William F Young, Jr, MD, MSc
Section Editor
Richard H Sterns, MD
Deputy Editor
John P Forman, MD, MSc


The syndrome of apparent mineralocorticoid excess (AME), a genetic disorder, and chronic ingestion of licorice (the root of glycyrrhiza glabra) or licorice-like compounds (such as carbenoxolone) can result in findings similar to those in primary aldosteronism: hypertension, hypokalemia, metabolic alkalosis, and low plasma renin activity. However, plasma aldosterone levels are low in these disorders, rather than elevated, as in primary aldosteronism. (See "Diagnosis of primary aldosteronism" and "Pathophysiology and clinical features of primary aldosteronism".)

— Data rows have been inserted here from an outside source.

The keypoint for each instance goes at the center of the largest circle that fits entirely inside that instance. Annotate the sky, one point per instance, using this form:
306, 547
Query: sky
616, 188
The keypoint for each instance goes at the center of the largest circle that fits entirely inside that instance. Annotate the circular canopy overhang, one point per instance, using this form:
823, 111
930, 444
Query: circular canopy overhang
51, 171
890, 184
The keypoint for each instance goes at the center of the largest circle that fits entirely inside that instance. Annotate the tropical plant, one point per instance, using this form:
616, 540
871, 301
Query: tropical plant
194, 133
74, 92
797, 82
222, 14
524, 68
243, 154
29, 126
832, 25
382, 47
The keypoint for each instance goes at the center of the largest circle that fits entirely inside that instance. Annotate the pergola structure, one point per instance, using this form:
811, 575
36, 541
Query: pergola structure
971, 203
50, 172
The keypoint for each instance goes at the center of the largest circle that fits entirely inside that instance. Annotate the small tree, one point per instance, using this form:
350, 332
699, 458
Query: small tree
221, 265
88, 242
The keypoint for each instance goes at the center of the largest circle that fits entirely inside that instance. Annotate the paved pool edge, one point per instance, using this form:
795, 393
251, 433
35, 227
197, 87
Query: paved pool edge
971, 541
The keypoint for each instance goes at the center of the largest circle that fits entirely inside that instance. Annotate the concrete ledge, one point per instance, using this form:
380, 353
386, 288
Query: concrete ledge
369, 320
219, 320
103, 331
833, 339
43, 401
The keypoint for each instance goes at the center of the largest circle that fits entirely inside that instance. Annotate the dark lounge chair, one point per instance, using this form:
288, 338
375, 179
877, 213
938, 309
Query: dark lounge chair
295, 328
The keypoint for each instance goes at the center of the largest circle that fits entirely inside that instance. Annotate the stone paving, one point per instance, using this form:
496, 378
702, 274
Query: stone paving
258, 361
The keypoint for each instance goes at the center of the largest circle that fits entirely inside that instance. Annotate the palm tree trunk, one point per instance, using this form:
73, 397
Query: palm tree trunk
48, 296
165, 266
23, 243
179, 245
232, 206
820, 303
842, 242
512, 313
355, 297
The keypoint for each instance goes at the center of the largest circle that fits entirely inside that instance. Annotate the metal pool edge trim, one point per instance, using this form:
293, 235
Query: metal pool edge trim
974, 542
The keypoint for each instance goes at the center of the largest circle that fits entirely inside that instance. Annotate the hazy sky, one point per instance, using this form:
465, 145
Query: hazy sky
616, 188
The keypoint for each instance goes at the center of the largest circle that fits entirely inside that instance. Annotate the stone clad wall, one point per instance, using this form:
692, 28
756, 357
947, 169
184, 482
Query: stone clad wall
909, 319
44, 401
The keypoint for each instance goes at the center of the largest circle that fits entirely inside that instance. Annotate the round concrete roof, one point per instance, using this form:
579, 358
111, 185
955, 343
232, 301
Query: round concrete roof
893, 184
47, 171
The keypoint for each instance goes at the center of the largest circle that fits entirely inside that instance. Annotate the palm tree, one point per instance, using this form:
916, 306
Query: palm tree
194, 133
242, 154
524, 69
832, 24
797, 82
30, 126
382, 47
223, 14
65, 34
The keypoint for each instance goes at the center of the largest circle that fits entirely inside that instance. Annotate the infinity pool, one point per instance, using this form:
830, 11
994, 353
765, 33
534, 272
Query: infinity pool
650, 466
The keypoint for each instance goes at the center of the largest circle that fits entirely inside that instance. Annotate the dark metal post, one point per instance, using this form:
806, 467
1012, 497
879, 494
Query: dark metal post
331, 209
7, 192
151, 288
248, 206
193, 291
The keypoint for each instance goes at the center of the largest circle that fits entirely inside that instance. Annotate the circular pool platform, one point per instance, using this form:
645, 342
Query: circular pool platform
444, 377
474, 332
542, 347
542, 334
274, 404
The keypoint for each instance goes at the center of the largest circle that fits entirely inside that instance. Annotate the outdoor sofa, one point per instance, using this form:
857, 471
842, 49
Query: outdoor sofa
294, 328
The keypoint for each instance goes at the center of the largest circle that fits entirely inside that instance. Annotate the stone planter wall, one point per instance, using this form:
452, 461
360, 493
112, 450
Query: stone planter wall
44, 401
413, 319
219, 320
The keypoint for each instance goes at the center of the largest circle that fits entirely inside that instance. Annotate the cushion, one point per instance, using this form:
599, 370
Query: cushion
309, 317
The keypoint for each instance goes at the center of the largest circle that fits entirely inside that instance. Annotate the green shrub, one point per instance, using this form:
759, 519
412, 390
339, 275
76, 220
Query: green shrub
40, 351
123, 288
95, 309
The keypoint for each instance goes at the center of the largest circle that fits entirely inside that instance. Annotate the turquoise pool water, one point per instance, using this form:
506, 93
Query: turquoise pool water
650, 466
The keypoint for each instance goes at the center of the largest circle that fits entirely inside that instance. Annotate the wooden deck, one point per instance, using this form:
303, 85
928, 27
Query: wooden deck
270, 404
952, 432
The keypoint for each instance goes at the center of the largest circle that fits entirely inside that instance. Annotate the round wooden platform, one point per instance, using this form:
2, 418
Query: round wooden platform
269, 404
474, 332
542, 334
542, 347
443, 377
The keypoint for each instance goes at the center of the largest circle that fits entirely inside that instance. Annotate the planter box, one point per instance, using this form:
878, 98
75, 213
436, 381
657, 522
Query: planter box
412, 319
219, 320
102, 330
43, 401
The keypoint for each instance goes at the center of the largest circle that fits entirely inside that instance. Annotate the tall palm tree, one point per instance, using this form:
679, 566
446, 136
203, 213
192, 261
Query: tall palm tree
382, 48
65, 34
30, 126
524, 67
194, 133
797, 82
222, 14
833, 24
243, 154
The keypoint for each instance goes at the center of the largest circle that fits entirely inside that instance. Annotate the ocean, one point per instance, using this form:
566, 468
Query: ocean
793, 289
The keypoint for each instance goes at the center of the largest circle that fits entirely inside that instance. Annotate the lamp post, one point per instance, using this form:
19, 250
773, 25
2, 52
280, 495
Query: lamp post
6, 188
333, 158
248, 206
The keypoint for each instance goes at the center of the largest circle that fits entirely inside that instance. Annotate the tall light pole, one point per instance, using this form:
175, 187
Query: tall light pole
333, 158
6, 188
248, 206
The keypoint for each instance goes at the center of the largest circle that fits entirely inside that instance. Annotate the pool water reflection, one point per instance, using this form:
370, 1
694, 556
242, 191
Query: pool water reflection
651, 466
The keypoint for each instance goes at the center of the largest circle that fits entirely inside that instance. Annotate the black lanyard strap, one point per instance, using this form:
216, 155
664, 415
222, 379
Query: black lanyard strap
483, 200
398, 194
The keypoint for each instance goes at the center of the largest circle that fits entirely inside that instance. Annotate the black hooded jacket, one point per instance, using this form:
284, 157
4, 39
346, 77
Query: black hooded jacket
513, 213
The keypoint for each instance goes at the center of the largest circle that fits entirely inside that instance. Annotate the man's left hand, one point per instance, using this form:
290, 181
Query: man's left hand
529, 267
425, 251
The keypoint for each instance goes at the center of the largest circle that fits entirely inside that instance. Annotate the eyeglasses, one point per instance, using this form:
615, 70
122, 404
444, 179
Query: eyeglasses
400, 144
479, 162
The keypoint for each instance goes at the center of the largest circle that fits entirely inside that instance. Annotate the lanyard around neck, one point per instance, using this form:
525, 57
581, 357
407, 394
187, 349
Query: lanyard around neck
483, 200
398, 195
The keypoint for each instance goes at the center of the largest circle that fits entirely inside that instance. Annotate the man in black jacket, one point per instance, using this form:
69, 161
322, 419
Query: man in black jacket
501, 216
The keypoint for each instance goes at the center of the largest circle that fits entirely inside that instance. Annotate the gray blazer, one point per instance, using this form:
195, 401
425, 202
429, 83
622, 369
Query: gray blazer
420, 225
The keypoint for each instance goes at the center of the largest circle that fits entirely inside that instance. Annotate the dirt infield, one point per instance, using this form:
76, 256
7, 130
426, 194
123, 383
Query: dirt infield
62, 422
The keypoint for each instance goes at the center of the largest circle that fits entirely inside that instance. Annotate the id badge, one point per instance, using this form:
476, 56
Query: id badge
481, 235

The pathogenesis of these disorders has been elucidated. Summarized briefly, renal mineralocorticoid receptors bind aldosterone and cortisol with similar affinity. Although the plasma concentration of cortisol is approximately 100-fold higher than aldosterone, activation of mineralocorticoid receptors by cortisol is normally limited due to its conversion to inactive cortisone at the sites of aldosterone action by the enzyme 11-beta-hydroxysteroid dehydrogenase type 2 (11-beta-HSD2) [1]. This conversion is impaired in AME because of a mutation in the 11-beta-HSD2 gene and with licorice ingestion because of a compound in licorice (glycyrrhetinic acid) that inhibits the enzyme [2]. (See 'Pathogenesis' below.)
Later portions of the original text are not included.